From the earliest times, humans have had a fascination with the heavens. Many believed that the
heavens were home to the gods. Religions related stories of airborne chariots and winged angels
that descended from the heavens to speak to humans. Flying creatures that were half human and
half beast were legendary, and birds and fantastic winged creatures pulled boats and other vehicles
through the air.

As the home for these supernatural creatures, the heavens also assumed special importance. The
arrangement of the stars, or constellations, were often seen as being linked to the activities of the
gods, and elaborate stories were developed to explain their movements across the sky.

People also looked up to the stars and planets as a calendar of the changing seasons that they used
to order their lives, when they would plant their crops, when to expect the rivers to flood, when their
animals would be fertile, and to support their religious observances.
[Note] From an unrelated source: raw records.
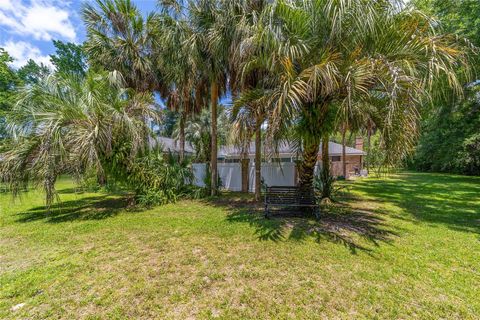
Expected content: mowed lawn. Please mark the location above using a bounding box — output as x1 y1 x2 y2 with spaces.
0 173 480 319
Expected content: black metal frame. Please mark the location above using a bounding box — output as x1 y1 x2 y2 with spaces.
264 186 320 218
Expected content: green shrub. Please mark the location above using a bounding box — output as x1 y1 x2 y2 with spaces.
126 150 205 206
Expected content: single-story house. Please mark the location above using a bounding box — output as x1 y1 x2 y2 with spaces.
149 137 195 156
218 138 366 176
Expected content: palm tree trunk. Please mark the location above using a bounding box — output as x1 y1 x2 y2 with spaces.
210 81 218 196
241 152 250 193
322 134 332 199
255 115 262 201
179 112 185 161
342 124 347 179
298 137 320 189
365 125 372 172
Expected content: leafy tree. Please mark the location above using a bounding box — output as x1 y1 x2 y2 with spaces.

They observed the movements
of the planets, and different cultures arrived at varying theories of the place of the Earth in the
universe. This visualization of an ordered universe was the birth of astronomy, which gradually
replaced superstitious beliefs in gods and mystical forces as the originators of the movement of
heavenly bodies with an understanding of mathematics and physical laws.

The imagination that contributed to the creation of myths led very early to the desire to emulate the
gods and physically approach the heavens by means of an air or space vehicle or perhaps even by
propelling oneself through the air.

This desire manifested itself in many unsuccessful attempts. One of the earliest recorded in myth
was that of Daedalus and his son Icarus, who flew too close to the sun and perished. The ancient
Chinese reportedly tried to sail through the air by attaching themselves to kites, one of the most
significant inventions leading to flight.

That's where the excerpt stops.